# Pivot wider Jupytool 

This Jupyter notebook is dedicated to the pivot_wider function from the tidyr R package. 
This script is the final part of the data preparation for the ecoregionalization Galaxy workflow.   

In [62]:
#Date : 22/05/2024
#Author : Seguineau Pauline & Yvan Le Bras 

#Load libraries
library(tidyr)

#load file 

input_path = "galaxy_inputs"

for (dir in list.dirs(input_path)){
    for (file in list.files(dir)) {
        file_path = file.path(dir, file)}
}

file = read.table(file_path,header=T, sep = "\t")

#Run pivot_wider function
pivot_file = pivot_wider(data = file,
                        names_from = phylum_class_order_family_genus_specificEpithet,
                        values_from = individualCount,
                        values_fill = 0,
                        values_fn = sum)

#Replace all occurences >= 1 by 1 to have only presence (1) or absence (0) data
for(c in 3:length(pivot_file)){
    pivot_file[c][pivot_file[c]>=1] <- 1}


write.table(pivot_file, "outputs/pivot_file.tabular", sep = "\t", quote = F, row.names = F)

In this Jupyter notebook, we used the pivot_wider function of the tidyr package to transform our data into a wider format and adapted to subsequent analyses as part of the Galaxy workflow for ecoregionalization.
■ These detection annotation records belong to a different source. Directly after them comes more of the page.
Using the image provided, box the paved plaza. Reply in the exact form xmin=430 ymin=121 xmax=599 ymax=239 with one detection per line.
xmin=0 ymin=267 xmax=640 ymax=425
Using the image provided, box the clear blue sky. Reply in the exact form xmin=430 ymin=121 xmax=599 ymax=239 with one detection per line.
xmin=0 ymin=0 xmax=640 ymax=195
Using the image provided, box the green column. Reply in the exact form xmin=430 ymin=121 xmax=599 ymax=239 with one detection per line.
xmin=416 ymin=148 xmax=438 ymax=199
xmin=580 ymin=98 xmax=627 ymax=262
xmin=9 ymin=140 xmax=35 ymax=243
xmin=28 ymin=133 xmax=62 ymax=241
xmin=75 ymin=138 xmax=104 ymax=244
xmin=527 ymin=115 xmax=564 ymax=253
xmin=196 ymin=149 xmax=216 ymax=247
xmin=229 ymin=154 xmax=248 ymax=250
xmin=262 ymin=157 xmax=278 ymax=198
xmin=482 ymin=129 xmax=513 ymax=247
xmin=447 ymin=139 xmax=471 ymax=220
This transformation allowed us to convert our data to a format where each taxon becomes a separate column. We also took care to fill in the missing values with zeros and to sum the individual counts in case of duplications. Then all data >= 1 are replace by 1 to have only presence (1) or abscence (0) data.

Thus, this notebook is an essential building block of our analysis pipeline, ensuring that the data is properly formatted and ready to be explored and interpreted for ecoregionalization studies.